The text was written by the Australian musician Paul Kelly during an otherwise inactive year and takes the perspective of the soldiers at Gallipoli.

===Instrumentation===
The work is scored for SATB choir and a large orchestra comprising three flutes (2nd doubling piccolo; 3rd doubling piccolo and alto flute), three oboes (3rd doubling cor anglais), two clarinets (2nd doubling bass clarinet), contrabass clarinet, two bassoons, contrabassoon, four horns, three trumpets, three trombones, tuba, four percussionists, celesta, and strings.

==Reception==
War Music has been praised by music critics. Reviewing the world premiere, Peter McCallum of The Sydney Morning Herald described it as one of Ledger's "strongest scores" and remarked, "In the first part, ominous, sometimes militaristic ideas mixed with scattered sounds, bumps and fleeting fragments in finely textured music that loomed in waves towards peaks of intensity, serenity and portentousness. The second part brought in the voices of the Gondwana Centenary Chorale with guest members from France, Turkey and New Zealand for an intimate and anguished setting of a poem by Paul Kelly written as though through the voices of the slain." James McCarthy of Limelight similarly observed, "Ledger is resourceful enough to keep our interest, offering many rewards during the course of the work.

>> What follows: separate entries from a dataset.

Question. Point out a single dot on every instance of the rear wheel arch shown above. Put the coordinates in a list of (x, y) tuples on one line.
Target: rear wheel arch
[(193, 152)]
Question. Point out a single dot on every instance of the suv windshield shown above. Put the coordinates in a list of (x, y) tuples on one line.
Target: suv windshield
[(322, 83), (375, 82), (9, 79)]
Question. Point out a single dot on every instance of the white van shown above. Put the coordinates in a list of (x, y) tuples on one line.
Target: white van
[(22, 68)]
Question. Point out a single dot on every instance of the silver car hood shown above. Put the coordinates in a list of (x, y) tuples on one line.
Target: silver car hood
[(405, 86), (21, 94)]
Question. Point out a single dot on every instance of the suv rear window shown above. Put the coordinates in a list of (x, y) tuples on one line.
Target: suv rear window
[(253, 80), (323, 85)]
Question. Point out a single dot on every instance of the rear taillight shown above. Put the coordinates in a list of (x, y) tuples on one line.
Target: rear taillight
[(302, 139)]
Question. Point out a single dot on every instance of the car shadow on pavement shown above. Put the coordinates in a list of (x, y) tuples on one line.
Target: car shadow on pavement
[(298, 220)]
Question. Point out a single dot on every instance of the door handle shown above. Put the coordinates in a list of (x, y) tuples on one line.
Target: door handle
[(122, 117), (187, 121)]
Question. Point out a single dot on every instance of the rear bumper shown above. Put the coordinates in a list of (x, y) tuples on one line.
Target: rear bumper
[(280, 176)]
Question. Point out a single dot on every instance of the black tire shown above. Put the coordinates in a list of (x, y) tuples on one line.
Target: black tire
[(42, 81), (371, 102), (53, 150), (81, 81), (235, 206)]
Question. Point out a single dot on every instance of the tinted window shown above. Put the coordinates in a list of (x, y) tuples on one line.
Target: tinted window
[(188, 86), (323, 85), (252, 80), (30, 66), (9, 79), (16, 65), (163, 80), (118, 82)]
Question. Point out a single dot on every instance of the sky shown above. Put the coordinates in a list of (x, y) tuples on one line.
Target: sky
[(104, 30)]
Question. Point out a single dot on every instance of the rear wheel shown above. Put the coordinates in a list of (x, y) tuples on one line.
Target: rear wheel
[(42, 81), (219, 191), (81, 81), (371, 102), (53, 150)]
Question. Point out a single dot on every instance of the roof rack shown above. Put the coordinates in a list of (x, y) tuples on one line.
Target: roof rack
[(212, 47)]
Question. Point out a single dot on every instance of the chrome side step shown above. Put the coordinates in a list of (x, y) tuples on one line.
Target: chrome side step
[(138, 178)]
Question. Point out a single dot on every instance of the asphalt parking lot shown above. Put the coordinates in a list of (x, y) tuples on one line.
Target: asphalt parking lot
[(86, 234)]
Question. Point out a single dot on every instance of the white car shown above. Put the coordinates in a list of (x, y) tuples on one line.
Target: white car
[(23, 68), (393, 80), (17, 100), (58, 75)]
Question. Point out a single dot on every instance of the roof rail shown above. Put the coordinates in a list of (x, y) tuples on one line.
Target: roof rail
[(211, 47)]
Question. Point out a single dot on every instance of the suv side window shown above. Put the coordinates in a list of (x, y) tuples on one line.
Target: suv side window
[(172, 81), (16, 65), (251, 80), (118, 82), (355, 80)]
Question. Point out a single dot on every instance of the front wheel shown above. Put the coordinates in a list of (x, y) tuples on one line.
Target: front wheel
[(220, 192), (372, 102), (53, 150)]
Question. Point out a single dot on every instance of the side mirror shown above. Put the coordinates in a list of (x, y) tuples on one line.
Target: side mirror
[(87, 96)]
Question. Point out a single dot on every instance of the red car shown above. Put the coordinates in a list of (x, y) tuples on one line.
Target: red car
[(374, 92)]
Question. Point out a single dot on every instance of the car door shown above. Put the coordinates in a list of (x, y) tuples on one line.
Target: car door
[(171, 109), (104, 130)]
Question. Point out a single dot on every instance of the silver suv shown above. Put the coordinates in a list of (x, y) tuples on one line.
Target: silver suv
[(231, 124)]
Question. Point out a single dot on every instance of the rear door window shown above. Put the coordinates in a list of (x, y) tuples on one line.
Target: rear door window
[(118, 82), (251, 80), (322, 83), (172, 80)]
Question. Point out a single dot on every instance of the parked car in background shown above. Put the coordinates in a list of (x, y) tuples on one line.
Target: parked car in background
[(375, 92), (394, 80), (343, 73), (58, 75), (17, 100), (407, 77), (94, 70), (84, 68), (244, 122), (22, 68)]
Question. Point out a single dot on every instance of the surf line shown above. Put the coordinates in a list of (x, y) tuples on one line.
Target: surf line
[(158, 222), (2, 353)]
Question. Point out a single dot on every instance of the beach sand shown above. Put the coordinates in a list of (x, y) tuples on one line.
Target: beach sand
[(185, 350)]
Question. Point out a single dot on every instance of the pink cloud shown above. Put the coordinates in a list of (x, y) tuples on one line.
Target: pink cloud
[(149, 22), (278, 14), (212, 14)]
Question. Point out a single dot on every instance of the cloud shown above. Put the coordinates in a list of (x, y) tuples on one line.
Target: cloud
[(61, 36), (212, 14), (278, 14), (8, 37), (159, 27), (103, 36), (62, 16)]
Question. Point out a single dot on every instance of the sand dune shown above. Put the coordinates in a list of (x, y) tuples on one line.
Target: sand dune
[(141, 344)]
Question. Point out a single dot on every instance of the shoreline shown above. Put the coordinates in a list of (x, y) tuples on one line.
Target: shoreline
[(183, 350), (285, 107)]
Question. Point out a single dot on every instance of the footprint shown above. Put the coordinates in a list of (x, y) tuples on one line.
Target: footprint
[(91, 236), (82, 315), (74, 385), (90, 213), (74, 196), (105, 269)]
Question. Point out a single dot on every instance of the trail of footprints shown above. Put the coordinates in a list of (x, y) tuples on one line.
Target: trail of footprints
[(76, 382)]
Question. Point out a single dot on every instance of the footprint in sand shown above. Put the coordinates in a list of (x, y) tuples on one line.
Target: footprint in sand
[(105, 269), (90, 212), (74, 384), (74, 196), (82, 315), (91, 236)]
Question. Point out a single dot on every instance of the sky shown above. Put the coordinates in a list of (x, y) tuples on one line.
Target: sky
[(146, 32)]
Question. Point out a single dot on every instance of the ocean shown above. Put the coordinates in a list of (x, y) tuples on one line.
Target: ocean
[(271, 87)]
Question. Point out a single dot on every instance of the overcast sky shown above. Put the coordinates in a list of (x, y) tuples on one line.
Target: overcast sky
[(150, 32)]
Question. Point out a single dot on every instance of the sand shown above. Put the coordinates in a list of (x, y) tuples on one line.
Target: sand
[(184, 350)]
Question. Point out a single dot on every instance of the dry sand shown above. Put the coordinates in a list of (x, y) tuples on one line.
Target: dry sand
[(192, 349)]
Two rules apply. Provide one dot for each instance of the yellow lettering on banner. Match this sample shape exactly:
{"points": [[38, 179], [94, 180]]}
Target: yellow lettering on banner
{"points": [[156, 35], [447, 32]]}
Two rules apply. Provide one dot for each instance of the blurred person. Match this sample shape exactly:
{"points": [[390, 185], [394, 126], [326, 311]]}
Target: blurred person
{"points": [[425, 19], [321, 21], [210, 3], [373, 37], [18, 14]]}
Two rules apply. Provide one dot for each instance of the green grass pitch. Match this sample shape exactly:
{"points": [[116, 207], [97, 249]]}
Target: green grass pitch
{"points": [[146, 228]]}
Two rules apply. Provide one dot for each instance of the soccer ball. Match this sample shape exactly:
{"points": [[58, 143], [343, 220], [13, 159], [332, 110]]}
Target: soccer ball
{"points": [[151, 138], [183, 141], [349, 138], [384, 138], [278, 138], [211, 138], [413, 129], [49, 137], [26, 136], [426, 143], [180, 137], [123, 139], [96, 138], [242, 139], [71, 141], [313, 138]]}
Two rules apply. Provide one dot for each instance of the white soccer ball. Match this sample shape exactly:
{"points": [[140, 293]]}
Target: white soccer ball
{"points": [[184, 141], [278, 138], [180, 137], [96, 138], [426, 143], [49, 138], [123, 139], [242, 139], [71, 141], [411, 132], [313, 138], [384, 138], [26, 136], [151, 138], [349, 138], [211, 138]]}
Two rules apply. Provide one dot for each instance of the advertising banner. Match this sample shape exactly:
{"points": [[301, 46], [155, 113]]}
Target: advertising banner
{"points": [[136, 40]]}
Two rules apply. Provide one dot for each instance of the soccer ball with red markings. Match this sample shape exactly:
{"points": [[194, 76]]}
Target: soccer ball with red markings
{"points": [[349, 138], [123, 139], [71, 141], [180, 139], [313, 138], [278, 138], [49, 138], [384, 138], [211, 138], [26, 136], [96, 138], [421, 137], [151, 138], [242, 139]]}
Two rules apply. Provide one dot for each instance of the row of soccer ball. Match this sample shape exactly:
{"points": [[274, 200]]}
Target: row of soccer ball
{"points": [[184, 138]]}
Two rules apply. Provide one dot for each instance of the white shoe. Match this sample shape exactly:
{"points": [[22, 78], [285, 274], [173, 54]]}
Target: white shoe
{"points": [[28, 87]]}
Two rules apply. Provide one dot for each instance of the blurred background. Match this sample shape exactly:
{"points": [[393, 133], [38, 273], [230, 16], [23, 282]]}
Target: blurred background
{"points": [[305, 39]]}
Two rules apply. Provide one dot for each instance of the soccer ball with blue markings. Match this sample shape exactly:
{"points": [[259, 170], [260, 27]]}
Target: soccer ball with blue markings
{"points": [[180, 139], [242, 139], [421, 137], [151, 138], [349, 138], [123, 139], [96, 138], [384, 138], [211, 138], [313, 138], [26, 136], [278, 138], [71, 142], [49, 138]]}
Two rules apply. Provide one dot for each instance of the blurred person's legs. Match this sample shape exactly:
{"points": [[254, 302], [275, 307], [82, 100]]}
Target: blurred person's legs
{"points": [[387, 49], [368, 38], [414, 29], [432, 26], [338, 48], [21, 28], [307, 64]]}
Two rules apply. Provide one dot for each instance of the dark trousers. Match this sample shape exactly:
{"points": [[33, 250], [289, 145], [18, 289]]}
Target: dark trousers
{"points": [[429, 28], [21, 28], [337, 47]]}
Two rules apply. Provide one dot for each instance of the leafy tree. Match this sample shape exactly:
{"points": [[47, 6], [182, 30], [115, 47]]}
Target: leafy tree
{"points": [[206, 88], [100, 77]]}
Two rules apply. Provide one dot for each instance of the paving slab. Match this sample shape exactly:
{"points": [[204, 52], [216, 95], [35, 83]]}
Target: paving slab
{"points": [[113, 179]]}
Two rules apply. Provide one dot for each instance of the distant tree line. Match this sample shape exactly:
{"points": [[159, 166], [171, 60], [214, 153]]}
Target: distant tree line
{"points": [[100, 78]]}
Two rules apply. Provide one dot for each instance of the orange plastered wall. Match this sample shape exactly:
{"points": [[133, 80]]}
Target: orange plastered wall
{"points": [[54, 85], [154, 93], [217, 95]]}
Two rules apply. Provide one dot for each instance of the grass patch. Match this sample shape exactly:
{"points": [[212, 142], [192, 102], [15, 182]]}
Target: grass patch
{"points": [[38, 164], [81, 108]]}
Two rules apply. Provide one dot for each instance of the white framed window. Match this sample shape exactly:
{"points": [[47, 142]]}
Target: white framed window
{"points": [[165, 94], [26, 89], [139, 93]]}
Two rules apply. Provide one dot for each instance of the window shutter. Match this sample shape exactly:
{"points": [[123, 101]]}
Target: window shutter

With his imaginative orchestration, Mr. Ledger is becoming one of our best composers."

At a later performance by the New Zealand Symphony Orchestra and the New Zealand Youth Choir, William Dart of The New Zealand Herald wrote, "James Ledger's War Music took 20 minutes for its first movement to travel from brooding mysteries to full symphonic fury, with the musicians easily meeting the Australian's directives of 'bellicose and vehement.'" He continued, "Less belligerent, shorter and more affecting was the following movement in which the New Zealand Youth Choir added a skilfully layered setting of Paul Kelly's words, powerfully linking past and present, war and peace."